In her Oct. 10 letter to the editor Roxann Morales claims the Taneytown Museum closed because one person complained that a rear entrance access ramp was demeaning. That is not the case.
The museum closed because the Taneytown Chamber of Commerce violated its $1-a-year lease with the city, as well as violating state and federal civil rights regulations.
The key violation was the Chamber moved its museum to the second floor, which is not wheelchair accessible.
In fact, prior to receiving my complaint about museum inaccessibility, the city already had notified the chamber that its lease would not be renewed.
According to a
story in August, the chamber was looking for another facility if the city refused to sell them the building for $125,000. The building has a tax assessed value of $295,300. The market value would be significantly higher.
A good deal for the chamber. A bad deal for Taneytown.
Even City Councilman Angelo Zambetti saw other problems with using the building for a museum, noting that the building is too small for that purpose.

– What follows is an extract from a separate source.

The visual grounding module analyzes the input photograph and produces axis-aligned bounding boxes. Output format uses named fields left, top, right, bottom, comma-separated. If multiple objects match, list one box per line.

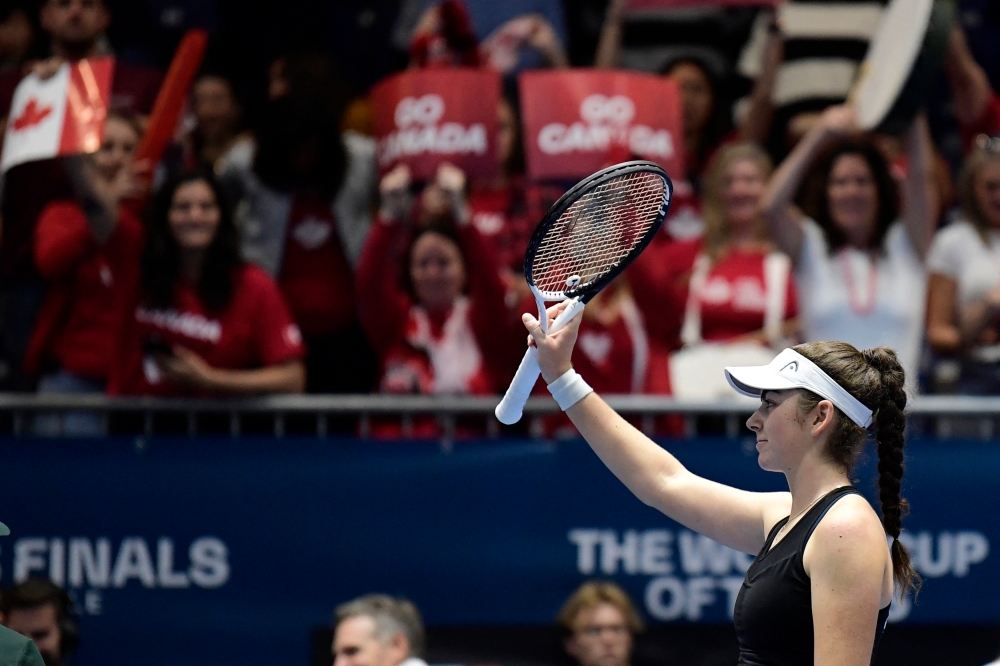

Morales also claims the loss of the museum at this site is a loss for everyone. Not so.
First, the chamber will have to find a fully accessible location for its museum, benefiting the entire community, not just those who can walk or climb stairs.
Second, the city will not give away a valuable asset to a chamber which has demonstrated a cavalier attitude toward those with mobility disabilities.
Morales cautions others who are in violation of federal and state accessibility laws to "beware the crusader" who may target "their small business or community museum next."
Might it be more prudent to comply with the law?
Small businesses should check out IRS Tax Codes 190 & 44, to recoup 50-65 percent of any expenses they incur in making their business accessible.
They should consider it their patriotic duty to provide equal, safe and dignified access for the entire community.
And it will not cost them an arm and a leg.